Holy crap, thought Nate, this is a psychological smorgasbord. He processed her story in parts: lingering resentment of the system; absence of communist ideology; strong work ethic and meticulous attention to detail; feeling isolated and disenfranchised and contemplating an uncertain future; and committed to and dependent on the spiritual aspects of yoga. This was an astounding collection of exploitable motivations right out of the textbook—almost too good to be true. A few more contacts, a sympathetic ear and a friendly smile, and he could subtly determine Grace’s willingness to help him, her need to belong to a cause, her desire to give meaning to her life, to work toward a more liberal China. The case officer in him noted that she did not ask questions of him, which was a little strange.

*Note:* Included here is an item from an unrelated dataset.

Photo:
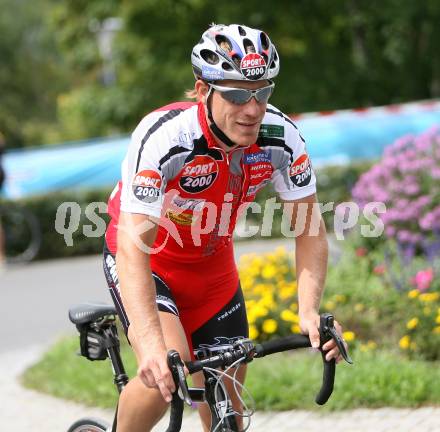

They walked after dinner in Central, on empty sidewalks past buildings too tall to see the tops shrouded in fog. Grace linked her arm in Nate’s—that mystery perfume washed over him—and he steadied her a little. They flagged a taxi, which careered up Garden Road onto Magazine Gap Road to the front door of Grenville House, fifteen stories of luxury apartments perched on the side of the jungly hill looking over the tops of the high-rises on the next level below, slices of the harbor visible between the forest of buildings. Grace said the Peninsula Hotel paid her astronomical rent; otherwise, she would be living in a moldy flat in Kowloon. Propriety in mind, Nate chastely bussed her good night on the cheek and was going to leave, but she spilled her purse on the lobby floor digging for her keys, and giggled that she shouldn’t have had that third glass of wine. Nate chivalrously rode up in the elevator with her, and got her key in the door. She tilted her head, and said he should come in to see how she lived, because, after all, he seemed interested in her. “You are interested in me, aren’t you, Nathaniel?” she drawled. Okay, take this slow, he thought.
Grace kicked off her shoes and led him into a large living room with picture windows and a herringbone parquet floor, without a stick of furniture or anything on the white walls—Nate cracked wise that he loved what she did with the room. The air was redolent with that same fragrance. Three large wicker baskets were lined up against the wall. At the end of the room an immense gong (from Tibet, Grace said solemnly) hung from a varnished standing frame, with a large white pillow on the floor in front of the dimpled seven-foot bronze disk. On either side of the gong were black lacquer console tables with matching Chinese cloisonné candlesticks, a deep copper bowl, and a squat black-granite carving that Grace called a shivalinga, an idol to the Hindu deity Shiva, the patron god of yoga. This is nothing less than an altar in a yoga church, thought Nate.